Hendri dan rekan satu timnya adalah korban keterbatasan dana persiapan Asian Games 2014, yang tengah berlangsung di Incheon, Korea Selatan, 19 September-4 Oktober ini. Pemerintah tidak menyediakan anggaran untuk menyewa lapangan, sedangkan dana Pengurus Pusat Persatuan Soft Tennis Indonesia (PP Pesti) juga terbatas. "Kadang kami sampai harus nebeng-nebeng ke penyewa lapangan yang kami kenal baik," kata Wakil Ketua PP Pesti Johannes Susanto. Padahal soft tennis adalah salah satu cabang olahraga yang berpotensi memperoleh medali.

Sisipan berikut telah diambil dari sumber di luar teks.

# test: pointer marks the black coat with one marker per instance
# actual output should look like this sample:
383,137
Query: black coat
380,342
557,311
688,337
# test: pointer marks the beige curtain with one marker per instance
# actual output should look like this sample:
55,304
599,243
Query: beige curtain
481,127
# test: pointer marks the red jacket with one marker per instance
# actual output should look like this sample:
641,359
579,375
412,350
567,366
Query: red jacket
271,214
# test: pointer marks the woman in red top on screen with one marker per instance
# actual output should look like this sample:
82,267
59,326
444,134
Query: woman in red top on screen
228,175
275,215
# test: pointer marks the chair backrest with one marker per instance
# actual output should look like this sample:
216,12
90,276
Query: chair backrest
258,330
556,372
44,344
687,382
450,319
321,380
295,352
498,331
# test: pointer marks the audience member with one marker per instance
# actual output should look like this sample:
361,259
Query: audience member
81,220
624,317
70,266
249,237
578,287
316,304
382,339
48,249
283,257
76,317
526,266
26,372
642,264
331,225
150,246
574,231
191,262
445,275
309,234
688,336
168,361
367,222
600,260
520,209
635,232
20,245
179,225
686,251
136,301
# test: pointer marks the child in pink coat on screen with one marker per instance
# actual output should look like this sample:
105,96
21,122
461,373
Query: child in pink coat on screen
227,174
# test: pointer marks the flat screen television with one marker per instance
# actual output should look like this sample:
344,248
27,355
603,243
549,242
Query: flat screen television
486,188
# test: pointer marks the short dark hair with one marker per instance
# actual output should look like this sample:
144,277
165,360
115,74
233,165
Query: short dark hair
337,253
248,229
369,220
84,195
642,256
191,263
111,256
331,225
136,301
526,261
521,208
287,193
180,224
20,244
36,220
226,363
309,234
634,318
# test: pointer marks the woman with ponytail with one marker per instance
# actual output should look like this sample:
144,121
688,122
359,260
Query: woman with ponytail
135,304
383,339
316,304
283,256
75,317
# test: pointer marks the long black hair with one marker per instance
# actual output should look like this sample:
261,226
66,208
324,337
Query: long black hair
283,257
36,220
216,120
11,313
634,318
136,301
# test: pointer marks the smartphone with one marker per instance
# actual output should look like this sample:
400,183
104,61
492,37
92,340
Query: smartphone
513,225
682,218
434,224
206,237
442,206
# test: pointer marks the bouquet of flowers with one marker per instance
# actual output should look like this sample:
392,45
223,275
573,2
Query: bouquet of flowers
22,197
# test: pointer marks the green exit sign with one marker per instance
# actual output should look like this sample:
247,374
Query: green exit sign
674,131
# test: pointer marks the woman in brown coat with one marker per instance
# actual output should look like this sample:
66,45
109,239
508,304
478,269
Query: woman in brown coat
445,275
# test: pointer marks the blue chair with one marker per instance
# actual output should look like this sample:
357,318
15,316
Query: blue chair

Pada SEA Games tiga tahun lalu di Palembang, tim Indonesia menyabet semua medali emas yang tersedia untuk cabang ini.
Deputi Bidang Peningkatan Prestasi Olahraga Kementerian Pemuda dan Olahraga Djoko Pekik Irianto mengatakan pemerintah memang hanya menanggung uang saku atlet dan pelatih, biaya akomodasi, biaya uji coba ke luar negeri, uang kesehatan, pembelian vitamin, biaya pengawasan doping, serta biaya pengadaan peralatan pertandingan. "Sewa lapangan ditanggung pengurus cabang olahraga," ucap Djoko saat ditemui Tempo, Selasa pekan lalu.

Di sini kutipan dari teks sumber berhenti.